The film provides engaging close-ups of facilities and programs in the United States, such as Boulder, Colorado’s Naropa Institute founded by Chögyam Trungpa Rinpoche, the Shambhala International & Prison Mindfulness Institute founded by Fleet Maull, the Mindrolling Lotus Garden in Stanley, Virginia, the Tara Mandala Retreat Center, Pagosa Springs, Colorado and the Center for Investigating Healthy Minds at the University of Wisconsin, Madison. Viewers are also briefly transported to a Mind and Life Conference taking place in Dharmasala and the learning environment of Rangjung Yeshe Institute, Kathnandu, Nepal.
The film should also receive credit for embracing and not ignoring the issue of female participation in Tibetan Buddhism. Author and Buddhist teacher Rita M. Gross briefly talks on camera about her best known secular work, Buddhism after Patriarch: A Feminist History, Analysis, and Reconstruction of Buddhism (1993, State University of New York). Viewers also learn about Geshe, the highest degree in Tibetan Buddhist monastic education traditionally denied to women. Yet we witness change at the Institute for Buddhist Dialectics as Kesang Wanmo becomes the first women accorded this honor.
The last third of the film is devoted to teaching the audience about the Four Noble Truths of Buddhism in the Tibetan tradition, as well as the individual five month retreat planned by Bridget Bailey to illustrate the Second Noble Truth: The cause of suffering is our grasping and fixation. Bridget leaves a busy single lifestyle of health clubs, barhopping, and friends to take up residence in a small, isolated cabin at a Retreat Center, in order to detach from her ego. We see and hear her narration before and after the experience, reintroduced to humanity, refreshingly self-aware, heading back to what we know will be an exuberant world that will welcome her return.
The film production weaves together both archival footage and original interviews and on-location records of event preparation, interviews in formal settings, and shifting montages to convey bustling activity, teachable moments, and the stillness of quiet contemplative spaces that many lay practitioners are seeking in isolated scenic retreat locations. Careful and clean sound and video editing effectively deliver a simple intimacy that also pulses with a sense of urgency that there is a unique and urgent teachable moment of opportunity that should not be wasted.
The film closes with a series of perspectives on how to bring Buddhist compassion, interdependence, and selfless thinking and behaviors to today’s internet-savvy generation.

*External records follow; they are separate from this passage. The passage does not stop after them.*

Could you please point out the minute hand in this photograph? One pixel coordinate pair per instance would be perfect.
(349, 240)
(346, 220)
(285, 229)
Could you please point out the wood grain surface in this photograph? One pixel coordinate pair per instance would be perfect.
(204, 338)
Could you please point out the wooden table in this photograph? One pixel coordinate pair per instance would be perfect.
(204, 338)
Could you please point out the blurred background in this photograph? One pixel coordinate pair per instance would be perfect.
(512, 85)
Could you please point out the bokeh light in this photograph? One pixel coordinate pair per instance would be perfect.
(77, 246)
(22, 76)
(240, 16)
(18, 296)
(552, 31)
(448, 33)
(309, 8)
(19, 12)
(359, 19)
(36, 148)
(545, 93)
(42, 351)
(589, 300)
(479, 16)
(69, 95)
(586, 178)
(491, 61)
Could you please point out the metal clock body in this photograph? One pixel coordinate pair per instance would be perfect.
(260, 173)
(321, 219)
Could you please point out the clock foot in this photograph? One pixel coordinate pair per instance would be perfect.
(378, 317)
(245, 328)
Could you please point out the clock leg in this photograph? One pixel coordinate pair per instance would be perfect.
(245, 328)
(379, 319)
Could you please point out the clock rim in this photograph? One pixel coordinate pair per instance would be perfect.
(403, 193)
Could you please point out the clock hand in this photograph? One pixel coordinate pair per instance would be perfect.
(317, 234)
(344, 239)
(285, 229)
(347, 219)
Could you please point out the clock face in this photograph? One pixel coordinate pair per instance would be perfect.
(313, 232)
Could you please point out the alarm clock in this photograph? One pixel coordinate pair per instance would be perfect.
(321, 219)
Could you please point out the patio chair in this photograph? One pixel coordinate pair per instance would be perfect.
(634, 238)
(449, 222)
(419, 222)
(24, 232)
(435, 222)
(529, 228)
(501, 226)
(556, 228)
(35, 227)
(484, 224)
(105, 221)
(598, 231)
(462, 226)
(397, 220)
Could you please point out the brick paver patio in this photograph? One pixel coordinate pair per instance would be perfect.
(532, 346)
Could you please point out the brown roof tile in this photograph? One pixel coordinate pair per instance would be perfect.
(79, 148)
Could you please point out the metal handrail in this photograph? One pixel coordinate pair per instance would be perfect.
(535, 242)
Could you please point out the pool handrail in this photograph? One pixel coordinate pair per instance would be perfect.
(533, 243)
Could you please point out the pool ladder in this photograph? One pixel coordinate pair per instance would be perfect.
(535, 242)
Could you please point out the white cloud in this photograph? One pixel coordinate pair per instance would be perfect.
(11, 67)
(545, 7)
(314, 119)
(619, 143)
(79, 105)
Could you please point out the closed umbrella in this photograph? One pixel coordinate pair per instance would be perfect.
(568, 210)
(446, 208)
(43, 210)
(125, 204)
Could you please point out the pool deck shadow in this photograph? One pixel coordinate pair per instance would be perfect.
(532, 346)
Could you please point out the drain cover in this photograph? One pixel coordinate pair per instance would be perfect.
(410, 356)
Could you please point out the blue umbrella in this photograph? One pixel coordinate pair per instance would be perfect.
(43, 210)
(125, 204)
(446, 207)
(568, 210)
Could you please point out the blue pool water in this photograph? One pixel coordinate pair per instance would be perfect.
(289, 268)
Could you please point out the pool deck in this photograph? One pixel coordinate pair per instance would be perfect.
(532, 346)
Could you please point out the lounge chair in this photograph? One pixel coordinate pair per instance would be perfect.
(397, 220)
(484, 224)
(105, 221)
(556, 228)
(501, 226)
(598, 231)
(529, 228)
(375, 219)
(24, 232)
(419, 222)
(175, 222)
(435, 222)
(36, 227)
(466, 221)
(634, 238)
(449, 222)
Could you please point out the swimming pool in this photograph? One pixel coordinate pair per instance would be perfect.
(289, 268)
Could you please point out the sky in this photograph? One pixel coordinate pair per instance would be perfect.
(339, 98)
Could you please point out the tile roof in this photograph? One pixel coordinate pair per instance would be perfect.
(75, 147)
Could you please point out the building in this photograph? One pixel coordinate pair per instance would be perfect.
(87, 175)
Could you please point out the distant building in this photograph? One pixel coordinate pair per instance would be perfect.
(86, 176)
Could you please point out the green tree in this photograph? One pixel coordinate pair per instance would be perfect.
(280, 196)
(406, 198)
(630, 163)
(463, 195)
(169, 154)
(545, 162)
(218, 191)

Both lamas and lay practitioners acknowledge that accessibility to Buddhism must change with the times. Interdependent care and teaching methods must reach a Western audience with a different common cultural background. The rhythmic audio background reaches a soft crescendo with the final suggestion from Tibetan monk Anam Thubten addressing a challenge to a westernized Interdependence Project lay audience: Are you ready to sit silently? Are you ready to let go of everything?
When the Iron Bird Flies: Tibetan Buddhism Arrives in the West is highly recommended as an engaging introduction to Tibetan Buddhism as it is increasingly taught and practiced in a western society and culture.